We have a cellular modem inside our RV, so with the truck hooked up to the trailer, the Wyze cameras had no problem reaching the base station in the RV and hence connectivity to the internet.
However, the Wyze Cam Outdoor also has a featured called Travel Mode. In this mode, it records timelapses and motion-triggered events to a micro SD card installed in the camera itself. So although you won't get the alerts, this could be an option to capture the recordings to review later.
Security isn't something we worry about excessively when RVing - if we arrived somewhere and it didn't feel safe, then we'd leave and find somewhere else.
That said, we still take basic precautions - like locking up the RV and our possessions. But even then, sometimes that's not enough - as we learned when thieves stole our portable solar panel, despite it being cable locked to the trailer.
For us, the Wyze Cam Outdoor is an inexpensive additional layer of security, letting us keep an eye on what's going on even when we're not at home.
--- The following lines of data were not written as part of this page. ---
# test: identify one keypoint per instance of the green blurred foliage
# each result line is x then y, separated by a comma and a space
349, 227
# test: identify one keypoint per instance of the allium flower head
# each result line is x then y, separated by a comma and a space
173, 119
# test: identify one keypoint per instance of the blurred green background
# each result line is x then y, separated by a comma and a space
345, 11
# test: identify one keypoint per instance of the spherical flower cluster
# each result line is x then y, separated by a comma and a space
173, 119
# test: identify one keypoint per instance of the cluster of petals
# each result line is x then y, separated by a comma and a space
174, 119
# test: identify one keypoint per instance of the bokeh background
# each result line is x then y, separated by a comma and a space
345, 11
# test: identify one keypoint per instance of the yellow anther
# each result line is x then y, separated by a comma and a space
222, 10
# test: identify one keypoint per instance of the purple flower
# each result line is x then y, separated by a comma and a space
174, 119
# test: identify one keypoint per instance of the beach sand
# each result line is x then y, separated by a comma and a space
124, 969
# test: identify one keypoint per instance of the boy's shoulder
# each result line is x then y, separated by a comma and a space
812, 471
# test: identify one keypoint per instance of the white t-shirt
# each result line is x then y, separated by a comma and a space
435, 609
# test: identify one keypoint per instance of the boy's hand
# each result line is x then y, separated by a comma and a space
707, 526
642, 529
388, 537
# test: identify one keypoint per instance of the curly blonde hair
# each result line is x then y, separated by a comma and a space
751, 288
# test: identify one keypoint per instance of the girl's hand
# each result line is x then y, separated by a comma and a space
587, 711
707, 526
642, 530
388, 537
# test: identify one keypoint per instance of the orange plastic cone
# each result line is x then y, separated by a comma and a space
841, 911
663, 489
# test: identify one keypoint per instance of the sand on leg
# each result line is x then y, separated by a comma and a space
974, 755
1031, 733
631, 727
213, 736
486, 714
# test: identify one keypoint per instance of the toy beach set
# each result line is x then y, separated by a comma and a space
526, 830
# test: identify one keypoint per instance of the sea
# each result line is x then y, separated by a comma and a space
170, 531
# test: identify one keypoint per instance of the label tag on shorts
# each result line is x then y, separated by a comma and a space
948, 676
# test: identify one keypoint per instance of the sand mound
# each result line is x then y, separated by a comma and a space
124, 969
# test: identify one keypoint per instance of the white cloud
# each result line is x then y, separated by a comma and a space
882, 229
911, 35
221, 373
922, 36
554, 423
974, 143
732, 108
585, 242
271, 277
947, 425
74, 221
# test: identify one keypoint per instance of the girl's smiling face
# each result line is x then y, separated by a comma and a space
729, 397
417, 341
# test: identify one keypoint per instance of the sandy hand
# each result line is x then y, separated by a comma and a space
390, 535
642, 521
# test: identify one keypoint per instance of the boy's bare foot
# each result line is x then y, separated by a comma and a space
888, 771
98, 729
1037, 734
But the uses of a camera like this go beyond security. This winter we've been able to use it to see when we've had a package dropped off, or had our propane refilled.
Early last year when we were in the Arizona desert, we even deployed our Wyze Cam v2 outside overnight (when we knew it wasn't going to rain) to try and capture the wildlife we could hear. The results were pretty awesome - we captured video of a tarantula climbing out of its burrow, and an inquisitive coyote coming to investigate our camp!
If you're a full-time RVer, then it's likely that you already have internet connectivity inside your RV (either for work or leisure) and may appreciate the additional security offered by the Wyze Cam Outdoor.
If you use your RV recreationally, then maybe you might consider using the Wyze Cam Outdoor while your RV is in storage. Even if it doesn't have internet connectivity, it may record any suspicious activity that you could later review and take appropriate measures to ensure your RV remains safe.
Obviously its uses go well beyond RVers. For a full home security system I'd probably lean towards a network of hardwired PoE IP cameras, but if you're looking for something simpler then the Wyze Cam Outdoor may be a great option for you with its easy setup, versatile mounting options and completely wire-free design.